The cross from Starboy, flails in burning red. The Weeknd carries the cross, using as a flashlight. He drives a car, splashed in squalid aqua neon. Someone opens a red body bag with The Weeknd inside it. A woman, streaked in a violet outline, turns her head.
He stops the car, with sky blue flames licking the sides of it. While he sings, he’s lit in crimson red, aqua blue and an emerald green. The cross, in flames, is in the background. His face is imposed on the cross, blurring with several different colors.
He gets out of the car and adjusts his jacket, walking on the chalky, crimson sand.
In crimson red, a woman, in a bikini, with multiple version of herself standing a few feet away, holds something in her hand, the crosses behind her. Another woman stands near the flames by the cross.
His eye pops out of head and then expands. In lavender, a haze of women lean and bend. He sits on a bed, waiting.
In the cross, he sings, with flames burning around it.
He walks in the street, the footage grainy. On television, a woman puts her arm around his neck. He watches a woman enter a room. In the cross, a woman rolls her head.
The windows of a hotel flash magenta as he enters. He stands in the blood red hallway as the woman wait for him to follow them.
In a hallway, lit with neon flames, the woman stand, vaporizing underneath the lights. He walks down the same hallway, observing.
Someone stirs a drink as the glass dissipates into the air. A woman holds onto a cross chain around her neck. Two women kiss, drenched in kelly green slime with traces of blood on their faces.
A cake decorated with Party Monster is on a table. A woman, her face lined with blood, stares hungrily at it. Two women dig their hands into the cake and rub it on their bodies. The women embrace a holographic image of a person.
With flames in the background, he grabs a woman by the neck, her eyes popping and turning orange. He speeds down the road, spins and then hangs onto the wheel.
On a television, a white panther jumps out of a television.
A woman waits for the Weekend in her car and then sprawls out on the hood.
He gets up from the bed as a white panther busts out from the black-and-white mold on the television, leaping towards him. He falls back onto the bed. Women float in green slime.

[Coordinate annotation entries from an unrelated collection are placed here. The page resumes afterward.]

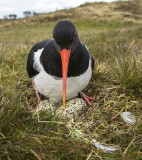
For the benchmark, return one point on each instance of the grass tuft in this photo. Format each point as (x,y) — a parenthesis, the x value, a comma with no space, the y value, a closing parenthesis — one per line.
(128,73)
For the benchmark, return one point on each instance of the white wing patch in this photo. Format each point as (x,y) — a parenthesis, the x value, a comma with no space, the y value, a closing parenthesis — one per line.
(37,65)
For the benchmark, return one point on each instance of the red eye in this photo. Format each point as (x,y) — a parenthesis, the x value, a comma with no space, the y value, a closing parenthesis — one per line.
(74,35)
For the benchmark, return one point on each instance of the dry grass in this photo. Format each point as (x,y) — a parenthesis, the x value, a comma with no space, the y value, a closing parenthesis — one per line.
(23,137)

Underneath crimson red light, the women’s faces become distorted and grotesque. Part of The Weeknd’s face, lit in blue, the right side of his face oozes onto the floor.
He drives off a cliff.
The Weeknd lives in a sordid haze, stumbling from woman to woman, sleeping with them in fatalistic motels where bodies are found near the river about twice a month. The women know the men may want to kill them, out of either psychopathic desire or a drug-induced psychotic break. However, they don’t care. They have become cold towards society, considered forgotten and their basic needs ignored. They are feral creatures of the night now living without a conscience.
The Weeknd, though, battles to save his humanity. He prays and relies on faith but knows he slips each time he ingests a pill. Without emotion, he lets his demons take over and indulges in his worst instincts. The next morning, the self-loathing surfaces and he finds himself searching for the motel Bible placed in a drawer somewhere.
He believes there is one way out of the self-destructive cycle he loops through every evening. Half-drunk, his mind foggy from the high, he speeds towards a cliff and takes his life. Then, he can be at peace.